Tapi apa wujud dari mengendalikan angin itu? Belum kutahu juga. Kalau sudah ditemukan, tentu sudah kucoba tuk dilakukan. Tapi dugaan sementaraku adalah bahwa aku (masih) kurang sabar dalam memaknai dan mencari apa-apa saja yang ada di hamparan lautan luas ini. Dan bahwa keangkuhanku dalam menyikapi keadaan-keadaan sederhana seolah menuntut suatu hal yang profound itu semestinya dilunturkan agar perjalanan tak terasa hambar.

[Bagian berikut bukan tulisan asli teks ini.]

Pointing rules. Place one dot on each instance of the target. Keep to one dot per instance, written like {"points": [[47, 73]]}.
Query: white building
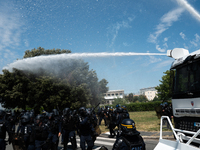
{"points": [[150, 93], [113, 94]]}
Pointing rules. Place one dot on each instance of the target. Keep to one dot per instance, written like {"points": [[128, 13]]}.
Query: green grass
{"points": [[144, 120]]}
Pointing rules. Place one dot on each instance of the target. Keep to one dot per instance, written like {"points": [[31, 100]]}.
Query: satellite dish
{"points": [[177, 53]]}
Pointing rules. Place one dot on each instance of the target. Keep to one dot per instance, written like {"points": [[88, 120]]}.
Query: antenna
{"points": [[177, 53]]}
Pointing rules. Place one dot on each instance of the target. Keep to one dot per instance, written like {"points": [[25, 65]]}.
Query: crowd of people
{"points": [[28, 131]]}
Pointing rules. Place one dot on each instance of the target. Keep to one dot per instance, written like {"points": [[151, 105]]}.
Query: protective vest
{"points": [[68, 124], [124, 115], [53, 126], [2, 129], [41, 132], [137, 145]]}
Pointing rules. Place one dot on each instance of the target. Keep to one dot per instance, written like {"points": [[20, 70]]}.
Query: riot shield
{"points": [[18, 142]]}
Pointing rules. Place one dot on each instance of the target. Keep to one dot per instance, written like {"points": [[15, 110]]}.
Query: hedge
{"points": [[141, 106], [148, 106]]}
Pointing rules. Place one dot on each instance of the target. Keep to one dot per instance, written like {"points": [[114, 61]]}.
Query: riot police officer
{"points": [[129, 138], [85, 129], [112, 122], [69, 127], [26, 132], [42, 136], [3, 130], [55, 131]]}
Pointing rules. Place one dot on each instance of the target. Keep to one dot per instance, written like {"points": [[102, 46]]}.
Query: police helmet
{"points": [[55, 111], [2, 113], [119, 110], [51, 116], [118, 105], [82, 111], [32, 115], [128, 127], [66, 111], [25, 118], [110, 109], [165, 104], [39, 117], [124, 107]]}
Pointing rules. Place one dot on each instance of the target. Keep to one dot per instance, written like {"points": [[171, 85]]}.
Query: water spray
{"points": [[49, 62]]}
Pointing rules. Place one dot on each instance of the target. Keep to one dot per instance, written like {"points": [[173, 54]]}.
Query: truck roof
{"points": [[181, 60]]}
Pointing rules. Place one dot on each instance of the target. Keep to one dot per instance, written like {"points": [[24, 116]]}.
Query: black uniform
{"points": [[130, 138], [68, 128], [85, 130], [3, 130]]}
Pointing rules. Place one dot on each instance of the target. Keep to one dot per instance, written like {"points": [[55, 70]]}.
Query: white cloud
{"points": [[189, 8], [195, 41], [114, 29], [182, 35], [160, 49], [10, 27], [165, 22], [153, 59], [165, 39], [164, 63]]}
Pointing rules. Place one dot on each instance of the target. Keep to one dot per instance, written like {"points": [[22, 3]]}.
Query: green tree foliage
{"points": [[129, 97], [164, 89], [41, 51], [120, 101], [74, 86], [142, 98]]}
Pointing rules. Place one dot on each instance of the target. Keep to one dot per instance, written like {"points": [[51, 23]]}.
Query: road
{"points": [[104, 140]]}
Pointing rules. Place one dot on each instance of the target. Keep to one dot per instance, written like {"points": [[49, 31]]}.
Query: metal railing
{"points": [[179, 138]]}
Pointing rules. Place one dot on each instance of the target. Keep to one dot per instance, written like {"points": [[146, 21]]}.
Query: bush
{"points": [[148, 106]]}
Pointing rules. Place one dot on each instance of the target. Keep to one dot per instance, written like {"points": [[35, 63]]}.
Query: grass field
{"points": [[144, 120]]}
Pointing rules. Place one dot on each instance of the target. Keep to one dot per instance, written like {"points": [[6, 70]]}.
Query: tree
{"points": [[164, 89], [142, 98], [41, 51], [118, 101], [72, 86]]}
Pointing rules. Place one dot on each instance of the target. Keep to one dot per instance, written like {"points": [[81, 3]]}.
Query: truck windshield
{"points": [[187, 81]]}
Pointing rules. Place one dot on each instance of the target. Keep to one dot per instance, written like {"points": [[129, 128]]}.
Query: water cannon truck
{"points": [[185, 101]]}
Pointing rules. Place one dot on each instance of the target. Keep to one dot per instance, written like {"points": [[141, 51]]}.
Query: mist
{"points": [[56, 63]]}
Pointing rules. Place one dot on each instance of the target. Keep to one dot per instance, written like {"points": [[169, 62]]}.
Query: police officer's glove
{"points": [[9, 140], [48, 140]]}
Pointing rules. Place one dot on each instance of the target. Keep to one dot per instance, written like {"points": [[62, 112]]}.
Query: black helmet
{"points": [[32, 115], [39, 117], [55, 112], [66, 111], [2, 113], [51, 116], [82, 111], [25, 119], [128, 127], [110, 109], [124, 107], [119, 110]]}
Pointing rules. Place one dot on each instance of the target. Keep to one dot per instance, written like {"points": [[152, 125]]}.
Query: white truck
{"points": [[185, 101]]}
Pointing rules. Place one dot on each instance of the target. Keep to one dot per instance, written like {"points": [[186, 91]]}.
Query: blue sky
{"points": [[95, 26]]}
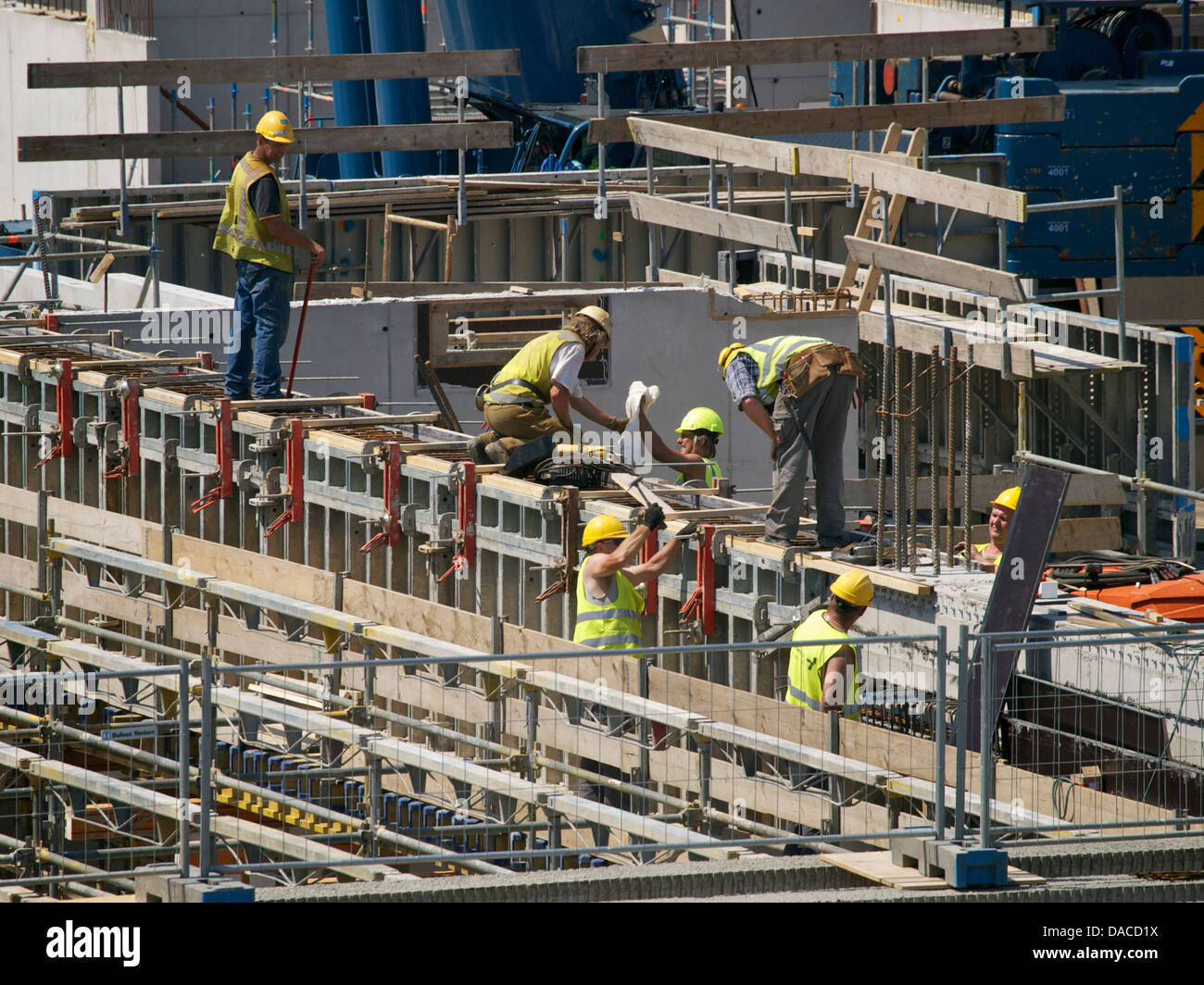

Ramadhan: Kalibrasi Ulang Kompas!
Dua Ramadhan lalu, asumsi-asumsiku terhadap kemampuan diri sendiri diuji dan dihempas oleh realita yang kembali membumikanku. Ternyata aku tak sejago dan sepantas yang kukira. Maka sujudlah aku dalam-dalam.
Satu Ramadhan lalu, pertama kali kurasakan kesendirian situasi yang betul-betul membekas, seolah masuk transisi usia dewasa yang belum siap aku tempuh head on. Ternyata aku tak seberani dan semandiri yang kukira. Maka sujudlah aku dalam-dalam.
Ramadhan ini aku butuh kalibrasi kompas. Agar saat aku bisa mengendalikan angin, aku tahu kebebasanku harus bisa mengarah ke milestones apa saja. Dan selayaknya dua lessons di dua Ramadhan (dan juga Ramadhan-Ramadhan sebelumnya sebetulnya) lalu, aku percaya dari Rahmat Allah akan ada satu tema besar yang belum kutemukan di Ramadhan ini yang kelak kan kucatat nanti.
Tentu komentar-komentar di sini bukan dalam artian complain atas kegiatan-kegiatan yang kulakukan bersama teman-teman. Tentu banyak keseruan dan hal bermakna juga yang kutemukan — dari project-project kecil hingga mengetuai a losing campaign wkwk, jadi aku tak ingin mendiskreditkan kalian semua yang turut membersamai. Terima kasih untuk yang mempercayai dan yang bisa dipercaya. Terima kasih untuk yang senantiasa bersedia mendengar dan yang bersedia memberi space.